From a database with 19000 positive tweets and 19000 negative tweets I tried to create the template with this code (which is an adaptation of the use example that is in github):
require 'libsvm'
path = 'pos.txt'
documents = IO.readlines(path).map do |line|
[1,line.tr("\n","")]
end
path2 = 'neg.txt'
documents += IO.readlines(path).map do |line|
[0,line.tr("\n","")]
end
# Lets create a dictionary of unique words and then we can
# create our vectors. This is a very simple example.
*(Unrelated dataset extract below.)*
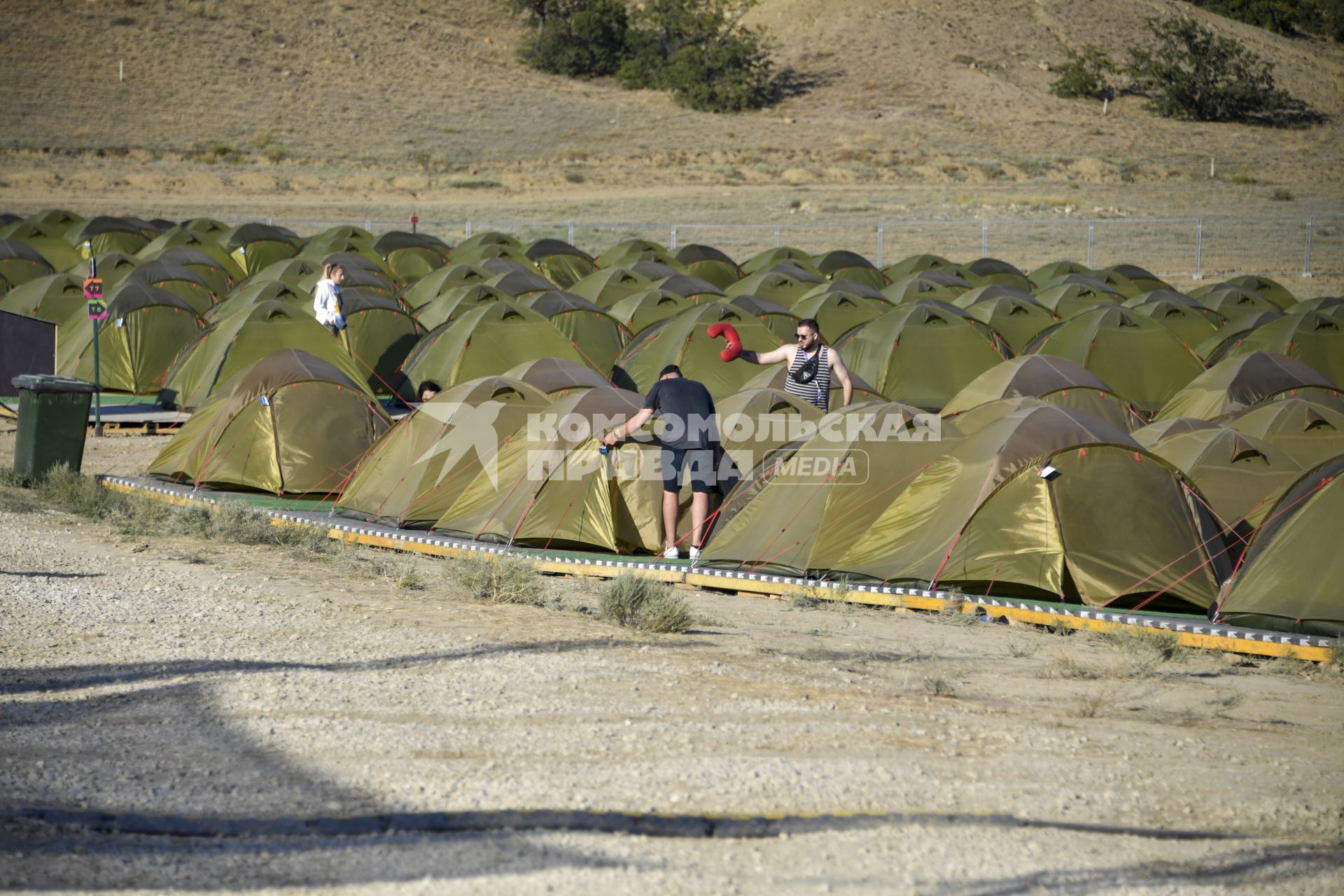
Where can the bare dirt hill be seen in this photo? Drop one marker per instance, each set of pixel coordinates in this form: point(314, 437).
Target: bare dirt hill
point(340, 106)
If you
# were doing this in a production system you'd do things like
# stemming and removing all punctuation (in a less casual way).
#
dictionary = documents.map(&:last).map(&:split).flatten.uniq
dictionary = dictionary.map { |x| x.gsub(/\?|,|\.|\-/,'') }
training_set = []
documents.each do |doc|
features_array = dictionary.map { |x| doc.last.include?(x) ? 1 : 0 }
training_set << [doc.first, Libsvm::Node.features(features_array)]
end
# Lets set up libsvm so that we can test our prediction
# using the test set
#
problem = Libsvm::Problem.new
parameter = Libsvm::SvmParameter.new
parameter.cache_size = 1 # in megabytes
parameter.eps = 0.001
parameter.c = 10
# Train classifier using training set
#
problem.set_examples(training_set.map(&:first),training_set.map(&:last))
model = Libsvm::Model.train(problem, parameter)
model.save("ic.model")
When I use a smaller number of tweets to do the training (2000 for example) I have no problem, but when I try to do with the 38000 tweets the following error occurs:
FATAL failed to allocate memory
The error occurs in the following code snippet:
documents.each do |doc|
features_array = dictionary.map { |x| doc.last.include?(x) ? 1 : 0 }
training_set << [doc.first, Libsvm::Node.features(features_array)]
end
I'm new to Ruby and I did not understand the reason for this problem, could anyone help?